В общем, как сказал Окуджаве после выхода альманаха коллега по «Литературке», критик Григорий Соловьев – «разгром можно учинять по фамилиям авторов, не читая». И как в воду глядел.
Окуджава дал в сборник автобиографическую повесть «Будь здоров, школяр!». Как мы помним, прозу он писал с малолетства – это были длинные военно-революционные романы, а тут вдруг, в 1960 году, он неожиданно для самого себя начал набрасывать цикл разрозненных заметок о своих ста днях на фронте. Психологически это объяснимо – из-под спуда вырывалось то, что он долгие годы держал в себе; оттепель раскрепощала, снимала табу. Вдруг удастся написать и о собственном военном опыте, честном, но негероическом, навеки разочаровавшем его в романтике всяческих экстремальностей? Писал не для печати – для аутотерапии: выбрасывал из себя мучительные воспоминания о собственной растерянности, об осознании уязвимости, о дикой и непреодолимой беззащитности, которую чувствовали на войне только самые молодые, помнящие домашнее тепло: «Твои лихие кони не смогут ничего. Ты весь как на ладони, все пули в одного».

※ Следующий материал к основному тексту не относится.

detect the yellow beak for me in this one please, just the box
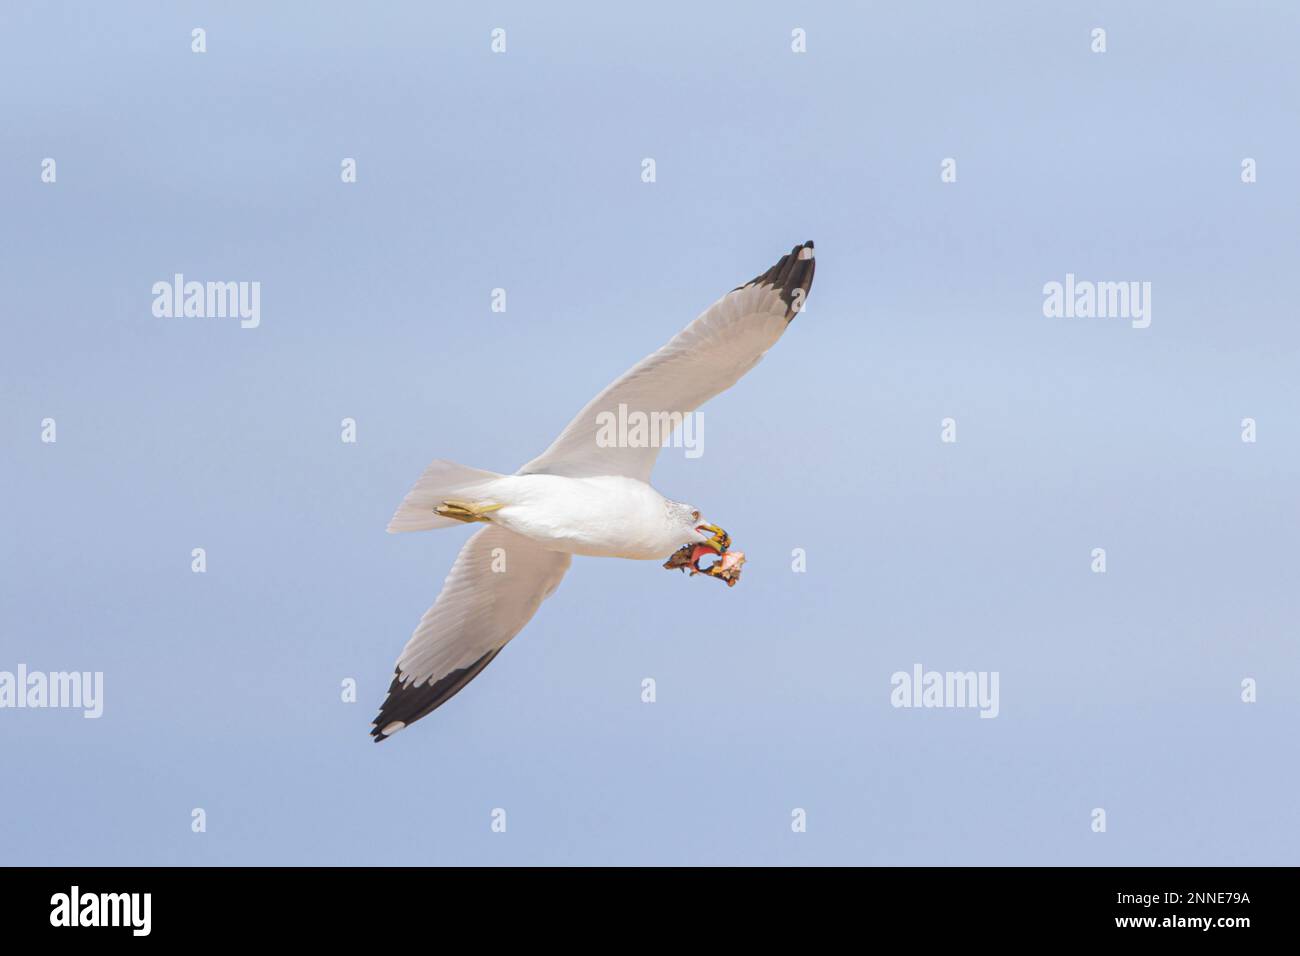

Может, на дне души он и допускал, что эта вещь будет напечатана. Потому что напечатать ее было надо – она утешила бы многих. Всех, кто хочет жить и боится умереть, и считает это своим преступлением. Всех, кто готов отдать жизнь за Родину, но предпочел бы, если можно, не отдавать. В стихах ведь об этом уже можно было – пусть мельком, с оговорками: просочилось же в «Острова» стихотворение «Не вели, старшина, чтоб была тишина»:
Он написал «Школяра» очень быстро – примерно за два месяца. С радостным чувством освобождения от давних страхов, от стыда, от преследовавших его до сих пор военных кошмаров (которые и потом никуда не делись). Вещь получилась, строго говоря, не о войне, то есть в ней почти нет атак, боев, героического сопротивления, а есть долгое и томительное ожидание боя, дождь, холод, бесконечные переезды с одной позиции на другую, изнурительная военная работа и чувство совершенной потерянности. Манера самая простая – хотя, думаю, не обошлось без влияния «На Западном фронте без перемен»: то же сплошное настоящее время и не отпускающее, нарастающее чувство абсурдности всего; какой уж тут героизм. Думаю, именно эта ремарковщина (а Окуджава Ремарка ценил и часто в том признавался) возмутила советскую критику больше всего: еще одно, значит, потерянное поколение? Да ведь те воевали непонятно за что, а мы – за Родину!